Fulk’s dinner was staged at the Pine Hill Friends Church in Ararat with each meal selling for $10 a plate and included dessert. She added that many individuals and businesses also donated items for door prizes at the dinner. Diabetes registers on many levels for Fulk. She said her young cousin, Wyatt Zajdel, and his brother, Luke, also have diabetes.
“I was diagnosed seven years ago with diabetes,” recalled Fulk. “It was unexpected. It was a big change for me and it was a change for my parents and grandparents. I was only in the fifth grade at the time.”
She said complications from early onset diabetes are very serious and she had to come to grips with the fact she could have this for the rest of her life because there is no known cure. Many patients manage the disease with the use of insulin injections or insulin pumps.
Fulk said this happened to her in the midst of her parents divorcing so the diagnose was one of two life-changing events to hit her simultaneously. He grandmother, Rebecca Fulk, said from day one Jordan insisted on giving herself her own injections and wouldn’t let anyone else help.
Jordan Fulk said for a short time she used an insulin pump but it proved unreliable so she returned to giving herself injections.
“I figured I could take care of myself better,” said Fulk. “Being a teen, I have my ups and downs. I’m lucky in the fact I can feel it immediately and I haven’t had as severe episodes as others. What I really want others with this to know is they can be a normal kid. They can have a normal life.” She said one of the most difficult things she had to do was learn to recognize her symptoms.
Fulk said she had never organized a benefit as big as the dinner, which included chicken, mashed potatoes, coleslaw and a roll. Desserts were cooked and donated by church members. She said one of the most surprising things was the cost of getting brochures for the dinner. She also held a talk and slide show on diabetes with her family members participating and is grateful for the help of her mother, Crystal Boutebia.
One of the most heartbreaking things she has witnessed is a cousin whose blood sugar drops while he sleeps causing seizures. The solution the family came up with was a specially trained service dog named Skittles who can smell the chemical changes in the child and alert the child’s parents.
“Skittles can smell the insulin in the little boy’s breath and know when there’s something wrong,” explained Fulk. “He is trained to run to the parents, wake them and put a paw on them or stand up and put his paws on their shoulders to signal something’s wrong.”
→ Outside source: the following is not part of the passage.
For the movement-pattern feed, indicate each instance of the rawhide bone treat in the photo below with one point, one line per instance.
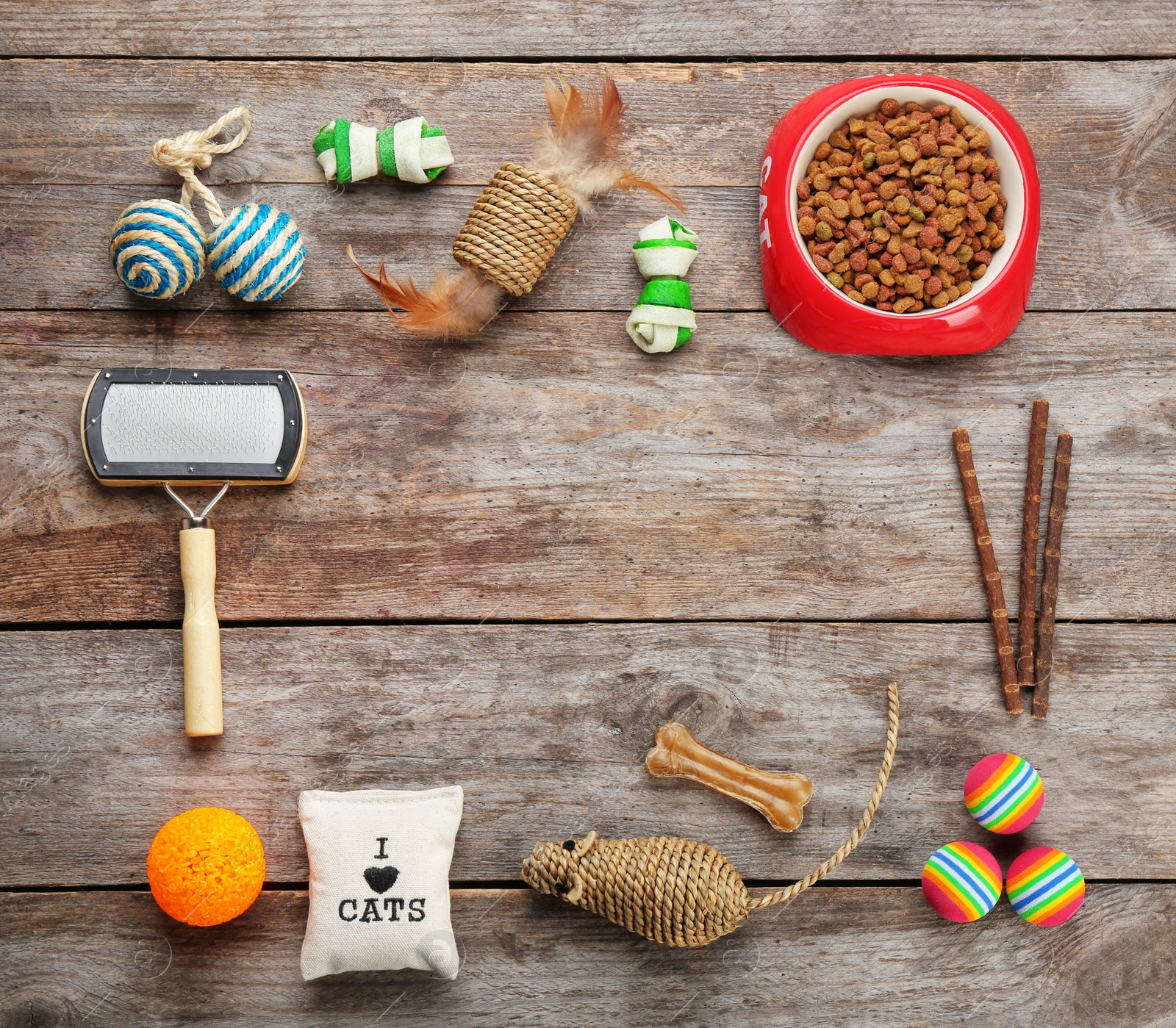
(521, 218)
(903, 209)
(780, 798)
(675, 891)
Fulk said she counts the dinner a success not only because of the money raised but because of the many young couples present for the meal who were there to learn about diabetes.
“It didn’t hit me until after months of planning,” said Fulk. “The day of the dinner I was sitting in class and going over in my mind the things I had to do that night before the meal.”
She said she was grateful for the help of her family and church family. Fulk said she is a procrastinator so planning was out of her normal routine. She said looking back on the project, she would have spent even more time on it.
She said she is planning on attending Surry Community College and then transferring to Catawba or the University of North Carolina-Greensboro to study music education and would like to teach in the Surry County School System.